Adelphia Sues CPA Frm For Not Monitoring RigasesNov 7, 2002 | The Buffalo News
Adelphia Communications is suing ex-auditor Deloitte & Touche, charging that the accounting firm stood by and watched while the Rigas family misused billions of dollars in company funds.
The lawsuit, filed Wednesday in Philadelphia, charges Deloitte with fraud, professional negligence and breach of contract.
"The Rigas family's self-dealing was not . . . concealed from Deloitte," the lawsuit said.
The auditor's actions contributed to losses in the billions of dollars as Adelphia fell into bankruptcy, the company said, but damages were left unspecified.
Deloitte hasn't seen the lawsuit and so can't comment on it, the firm said.
However, in a statement, Deloitte fired back that the independent board members who now run Adelphia "knew and approved of many of the acts complained of."
"To the extent there was fraud by people at the company, the purpose was to deceive Deloitte as well as the public," the accounting firm said.
Winning the lawsuit would generate money for Adelphia's creditors, but legal experts said proving the case will be difficult, especially in light of criminal charges filed against Adelphia's ex-officers.
Federal prosecutors have charged John Rigas and four other company executives with fraud and conspiracy, charges that Rigas has denied.
"Deloitte will defend itself by saying "We were lied to so badly,' " said Greg Bruch, a former Securities and Exchange Commission enforcement official, now in private practice at the Washington, D.C., office of Foley & Lardner.
Unlike Arthur Andersen, the accountant for Enron Corp., Deloitte was not charged by federal prosecutors in Adelphia's downfall. Nor has it been named in the U.S. Securities and Exchange Commission's lawsuit against Adelphia and its former officers, although the agency has said its investigation is continuing.
Independent directors ousted Rigas from control of the company in May, a month before Adelphia's bankruptcy filing. Erland E. Kailbourne, now interim chief executive of the company, served as chairman of the board's audit committee, whose role is to work with the auditor as a watchdog over management.
According to Adelphia's complaint, Deloitte knew that the Rigas family was borrowing money for which Adelphia was liable, but failed to alert board members or require full disclosure of the amount. The amount of the "co-borrowings" was $250 million in 1999, growing to $1.45 billion in 2000 and $2.25 billion in 2001. During the audit for 2000, Deloitte asked the Rigas family to disclose the amount of the borrowing, but backed down when the family resisted, the complaint said.

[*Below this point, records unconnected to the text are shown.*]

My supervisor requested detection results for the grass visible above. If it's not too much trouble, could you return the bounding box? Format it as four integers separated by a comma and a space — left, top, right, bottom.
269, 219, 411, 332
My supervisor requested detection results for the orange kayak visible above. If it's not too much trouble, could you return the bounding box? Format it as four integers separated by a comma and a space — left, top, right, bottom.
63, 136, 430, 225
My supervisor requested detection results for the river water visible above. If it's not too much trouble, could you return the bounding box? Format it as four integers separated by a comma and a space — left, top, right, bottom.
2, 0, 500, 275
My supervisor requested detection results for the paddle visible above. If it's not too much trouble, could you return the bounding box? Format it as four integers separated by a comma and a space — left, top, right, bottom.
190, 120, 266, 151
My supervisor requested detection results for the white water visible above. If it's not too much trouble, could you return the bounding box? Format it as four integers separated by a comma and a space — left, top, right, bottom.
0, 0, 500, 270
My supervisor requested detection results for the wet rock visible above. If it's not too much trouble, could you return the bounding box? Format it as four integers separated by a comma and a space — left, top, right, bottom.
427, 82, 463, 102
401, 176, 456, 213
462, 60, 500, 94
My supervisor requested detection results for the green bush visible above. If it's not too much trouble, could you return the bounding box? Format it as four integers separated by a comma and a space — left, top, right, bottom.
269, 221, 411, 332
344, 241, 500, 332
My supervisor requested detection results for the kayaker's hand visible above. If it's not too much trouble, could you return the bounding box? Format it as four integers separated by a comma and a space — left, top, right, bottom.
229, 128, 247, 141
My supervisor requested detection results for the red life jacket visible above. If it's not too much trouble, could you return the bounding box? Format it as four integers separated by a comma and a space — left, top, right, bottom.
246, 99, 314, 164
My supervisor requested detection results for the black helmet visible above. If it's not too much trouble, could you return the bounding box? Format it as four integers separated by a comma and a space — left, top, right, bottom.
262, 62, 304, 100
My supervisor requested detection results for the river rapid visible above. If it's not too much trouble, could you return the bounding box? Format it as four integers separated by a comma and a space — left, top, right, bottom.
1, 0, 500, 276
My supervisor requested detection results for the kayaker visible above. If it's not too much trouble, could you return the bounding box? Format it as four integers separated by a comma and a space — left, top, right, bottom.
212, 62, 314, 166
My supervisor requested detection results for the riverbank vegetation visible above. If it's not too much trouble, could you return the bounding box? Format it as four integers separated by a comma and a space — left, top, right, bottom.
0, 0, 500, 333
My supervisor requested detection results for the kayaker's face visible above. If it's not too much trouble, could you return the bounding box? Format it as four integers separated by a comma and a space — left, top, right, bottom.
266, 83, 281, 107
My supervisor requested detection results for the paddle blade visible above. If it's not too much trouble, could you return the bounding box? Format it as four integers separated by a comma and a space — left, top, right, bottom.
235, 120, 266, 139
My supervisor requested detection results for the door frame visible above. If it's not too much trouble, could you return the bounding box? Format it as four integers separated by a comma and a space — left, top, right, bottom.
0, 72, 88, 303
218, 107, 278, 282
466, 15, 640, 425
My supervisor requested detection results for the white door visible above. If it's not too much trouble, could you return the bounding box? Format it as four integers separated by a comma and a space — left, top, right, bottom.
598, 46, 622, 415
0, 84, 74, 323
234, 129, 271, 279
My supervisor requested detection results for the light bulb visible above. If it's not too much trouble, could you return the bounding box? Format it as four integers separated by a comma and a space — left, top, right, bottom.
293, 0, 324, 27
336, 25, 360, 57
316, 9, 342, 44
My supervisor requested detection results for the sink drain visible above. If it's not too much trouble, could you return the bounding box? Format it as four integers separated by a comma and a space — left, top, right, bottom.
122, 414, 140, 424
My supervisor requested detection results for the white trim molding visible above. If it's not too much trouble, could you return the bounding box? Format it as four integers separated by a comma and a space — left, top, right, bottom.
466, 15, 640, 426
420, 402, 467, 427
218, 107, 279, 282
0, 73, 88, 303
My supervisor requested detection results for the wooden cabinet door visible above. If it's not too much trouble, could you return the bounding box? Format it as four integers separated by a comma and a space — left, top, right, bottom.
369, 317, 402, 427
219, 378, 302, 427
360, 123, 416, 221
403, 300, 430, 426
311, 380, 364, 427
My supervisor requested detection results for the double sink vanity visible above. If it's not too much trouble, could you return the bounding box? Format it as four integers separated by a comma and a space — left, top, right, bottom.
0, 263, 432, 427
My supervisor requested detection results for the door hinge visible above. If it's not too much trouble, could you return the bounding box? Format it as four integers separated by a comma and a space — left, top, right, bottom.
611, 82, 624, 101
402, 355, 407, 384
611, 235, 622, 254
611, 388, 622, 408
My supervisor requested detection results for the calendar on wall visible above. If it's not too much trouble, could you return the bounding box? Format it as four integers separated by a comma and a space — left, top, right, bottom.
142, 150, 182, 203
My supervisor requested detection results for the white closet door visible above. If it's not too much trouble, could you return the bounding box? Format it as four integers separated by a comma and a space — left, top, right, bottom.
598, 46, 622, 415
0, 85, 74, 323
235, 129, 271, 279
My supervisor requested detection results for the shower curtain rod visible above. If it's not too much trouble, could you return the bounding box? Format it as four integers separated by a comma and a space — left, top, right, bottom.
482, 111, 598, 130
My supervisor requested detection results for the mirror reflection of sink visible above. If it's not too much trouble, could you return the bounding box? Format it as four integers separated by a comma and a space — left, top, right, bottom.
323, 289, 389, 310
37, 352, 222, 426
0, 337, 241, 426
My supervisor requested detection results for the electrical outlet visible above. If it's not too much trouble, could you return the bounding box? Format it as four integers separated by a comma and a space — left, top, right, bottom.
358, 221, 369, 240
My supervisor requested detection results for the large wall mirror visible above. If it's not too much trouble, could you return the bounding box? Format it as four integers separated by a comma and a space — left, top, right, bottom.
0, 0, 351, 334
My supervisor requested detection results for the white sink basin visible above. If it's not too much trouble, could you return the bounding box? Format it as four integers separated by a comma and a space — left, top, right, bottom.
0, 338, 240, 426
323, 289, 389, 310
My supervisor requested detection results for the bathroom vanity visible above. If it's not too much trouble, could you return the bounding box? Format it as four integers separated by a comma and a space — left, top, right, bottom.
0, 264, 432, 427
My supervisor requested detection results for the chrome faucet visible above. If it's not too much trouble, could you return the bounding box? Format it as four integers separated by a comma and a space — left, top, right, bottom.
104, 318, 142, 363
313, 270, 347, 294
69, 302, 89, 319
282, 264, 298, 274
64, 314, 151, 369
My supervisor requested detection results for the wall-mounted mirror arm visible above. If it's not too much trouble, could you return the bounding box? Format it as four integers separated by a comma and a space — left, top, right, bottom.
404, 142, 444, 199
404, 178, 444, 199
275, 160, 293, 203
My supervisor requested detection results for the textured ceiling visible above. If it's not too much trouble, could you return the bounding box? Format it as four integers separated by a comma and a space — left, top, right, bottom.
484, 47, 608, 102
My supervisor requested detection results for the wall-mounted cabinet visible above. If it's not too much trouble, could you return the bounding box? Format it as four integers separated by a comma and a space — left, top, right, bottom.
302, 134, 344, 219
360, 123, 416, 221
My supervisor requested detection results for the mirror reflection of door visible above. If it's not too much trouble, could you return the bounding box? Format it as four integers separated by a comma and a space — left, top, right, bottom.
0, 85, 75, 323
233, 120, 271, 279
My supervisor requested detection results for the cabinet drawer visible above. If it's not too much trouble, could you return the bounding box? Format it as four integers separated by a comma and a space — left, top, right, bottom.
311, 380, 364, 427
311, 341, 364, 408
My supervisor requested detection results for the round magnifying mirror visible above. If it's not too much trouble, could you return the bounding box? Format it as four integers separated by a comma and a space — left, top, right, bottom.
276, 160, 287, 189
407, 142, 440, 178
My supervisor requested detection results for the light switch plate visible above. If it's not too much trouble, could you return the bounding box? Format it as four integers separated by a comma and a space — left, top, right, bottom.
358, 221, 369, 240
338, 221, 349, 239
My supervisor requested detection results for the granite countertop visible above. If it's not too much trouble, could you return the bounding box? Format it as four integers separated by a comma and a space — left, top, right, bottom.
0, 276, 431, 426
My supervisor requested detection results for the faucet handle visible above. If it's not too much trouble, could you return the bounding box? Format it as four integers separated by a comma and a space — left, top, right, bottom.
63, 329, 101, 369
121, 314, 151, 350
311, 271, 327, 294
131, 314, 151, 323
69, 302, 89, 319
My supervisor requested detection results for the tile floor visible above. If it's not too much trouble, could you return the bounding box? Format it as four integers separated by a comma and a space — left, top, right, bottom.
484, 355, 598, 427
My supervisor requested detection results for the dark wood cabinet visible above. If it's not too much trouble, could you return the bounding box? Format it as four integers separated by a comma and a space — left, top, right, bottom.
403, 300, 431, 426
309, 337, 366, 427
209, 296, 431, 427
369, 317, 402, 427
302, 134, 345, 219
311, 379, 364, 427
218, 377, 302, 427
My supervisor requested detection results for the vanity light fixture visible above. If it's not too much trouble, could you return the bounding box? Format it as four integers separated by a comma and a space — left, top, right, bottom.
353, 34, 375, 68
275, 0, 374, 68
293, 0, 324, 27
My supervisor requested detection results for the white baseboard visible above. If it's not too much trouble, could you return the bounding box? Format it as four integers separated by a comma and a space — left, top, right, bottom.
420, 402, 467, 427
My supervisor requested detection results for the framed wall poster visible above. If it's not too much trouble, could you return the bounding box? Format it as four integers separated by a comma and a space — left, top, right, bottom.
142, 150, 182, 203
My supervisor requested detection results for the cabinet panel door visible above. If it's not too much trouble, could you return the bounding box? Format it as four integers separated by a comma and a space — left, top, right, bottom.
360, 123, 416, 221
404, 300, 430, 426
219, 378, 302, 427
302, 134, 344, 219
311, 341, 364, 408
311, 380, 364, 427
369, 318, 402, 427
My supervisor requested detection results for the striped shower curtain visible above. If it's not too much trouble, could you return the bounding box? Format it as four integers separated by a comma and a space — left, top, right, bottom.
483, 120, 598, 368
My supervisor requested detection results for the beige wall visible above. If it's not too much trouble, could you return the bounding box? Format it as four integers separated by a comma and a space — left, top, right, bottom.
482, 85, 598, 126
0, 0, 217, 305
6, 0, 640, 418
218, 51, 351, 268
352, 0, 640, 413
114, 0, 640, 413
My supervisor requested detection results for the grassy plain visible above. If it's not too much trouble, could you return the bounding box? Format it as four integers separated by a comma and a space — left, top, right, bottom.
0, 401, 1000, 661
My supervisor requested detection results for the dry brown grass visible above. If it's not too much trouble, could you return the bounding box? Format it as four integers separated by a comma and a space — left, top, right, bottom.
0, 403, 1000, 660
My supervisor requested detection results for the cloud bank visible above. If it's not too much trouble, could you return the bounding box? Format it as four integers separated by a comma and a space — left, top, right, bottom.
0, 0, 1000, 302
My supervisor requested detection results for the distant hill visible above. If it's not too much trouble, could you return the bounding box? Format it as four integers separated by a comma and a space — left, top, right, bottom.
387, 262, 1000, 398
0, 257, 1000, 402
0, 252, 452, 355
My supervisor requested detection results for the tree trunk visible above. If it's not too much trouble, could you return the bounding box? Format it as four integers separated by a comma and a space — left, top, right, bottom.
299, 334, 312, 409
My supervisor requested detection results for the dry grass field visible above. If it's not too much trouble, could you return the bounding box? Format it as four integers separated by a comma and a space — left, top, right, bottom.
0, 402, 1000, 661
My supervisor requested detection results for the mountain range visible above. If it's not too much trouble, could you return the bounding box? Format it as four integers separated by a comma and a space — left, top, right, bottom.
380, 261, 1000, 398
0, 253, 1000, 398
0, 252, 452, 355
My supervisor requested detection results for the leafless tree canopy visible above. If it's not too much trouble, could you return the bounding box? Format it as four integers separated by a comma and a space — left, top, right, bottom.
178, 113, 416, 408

Deloitte was also aware of the "cash management system" in place at Adelphia, through which money was funneled to Rigas family ventures without the board's knowledge, the complaint said.
Adelphia said it fired Deloitte on June 9, after Deloitte suspended its audit. Auditor PricewaterhouseCoopers was hired and is working on Adelphia's annual report for 2001.
In its statement, Deloitte said it gave the company's outside directors a list of "open items" in May that required further investigation before the audit could be completed. Board members withheld information from their investigation but urged the firm to complete its audit, Deloitte said.
Although Adelphia's bankruptcy prevents it from suing Adelphia now, Deloitte said it will "seek remedies against the company and former and/or current Adelphia officers and directors who supplied Deloitte with erroneous and incomplete information."